Cleve Lewis

Personal information
- Full name: Cleveland Lewis
- Date of birth: November 1, 1955 (age 70)
- Place of birth: Birmingham, Alabama, United States
- Position: Forward

Youth career
- 1973: Kennedy High School (Willingboro, NJ)

College career
- Years: Team / Apps / (Gls)
- 1974–1978: Brandeis University

Senior career*
- Years: Team / Apps / (Gls)
- 1978: Memphis Rogues / 3 / (0)
- 1979: New Jersey Americans

= Cleveland Lewis =

American soccer player

Cleveland "Cleve" Lewis (born November 1, 1955) is an American retired professional soccer player who was the first African American drafted by the North American Soccer League.

==Career==
Lewis was born November 1, 1955, in Birmingham, Alabama. Raised in Willingboro Township, New Jersey, he attended John F. Kennedy High School, scoring more than 100 goals in his high school career and earning all-state honors as a senior.

Lewis was an All-America selection at Brandeis University and captain of the 1976 NCAA Division III Men's Soccer Championship winning team. He was named MVP of the championship final, scoring both goals, including the golden goal in double overtime.
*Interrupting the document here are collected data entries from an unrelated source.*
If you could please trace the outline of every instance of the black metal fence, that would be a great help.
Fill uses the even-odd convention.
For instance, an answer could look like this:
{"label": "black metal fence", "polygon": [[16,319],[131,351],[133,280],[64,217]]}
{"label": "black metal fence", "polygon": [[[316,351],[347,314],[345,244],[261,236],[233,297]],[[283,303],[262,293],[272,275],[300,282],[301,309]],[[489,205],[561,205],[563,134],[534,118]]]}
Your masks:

By the time he graduated he was the school's all-time leader in goals with 58.

In January 1978 he was selected by the Soccer Bowl '77 champion, Cosmos in the first round of the NASL's 1978 college draft, but never played for them. Acquired by the Memphis Rogues of the North American Soccer League, he appeared in three regular season matches for Memphis in 1978. He joined the New Jersey Americans of the American Soccer League in 1979. After a brief stay in the preseason camp of the Houston Hurricane in 1980, Lewis decided to retire from professional soccer.

In 1993 he was inducted into the Brandeis University Athletics Hall of Fame as an inaugural member.

==Personal life==
Lewis is the son of former U.S. hurdler Evelyn Lawler, and the older brother of U.S. Olympic gold medalist Carl Lewis, and U.S. Olympian Carol Lewis. He was named after his mother's Tuskegee University track and field coach, Cleveland Abbott.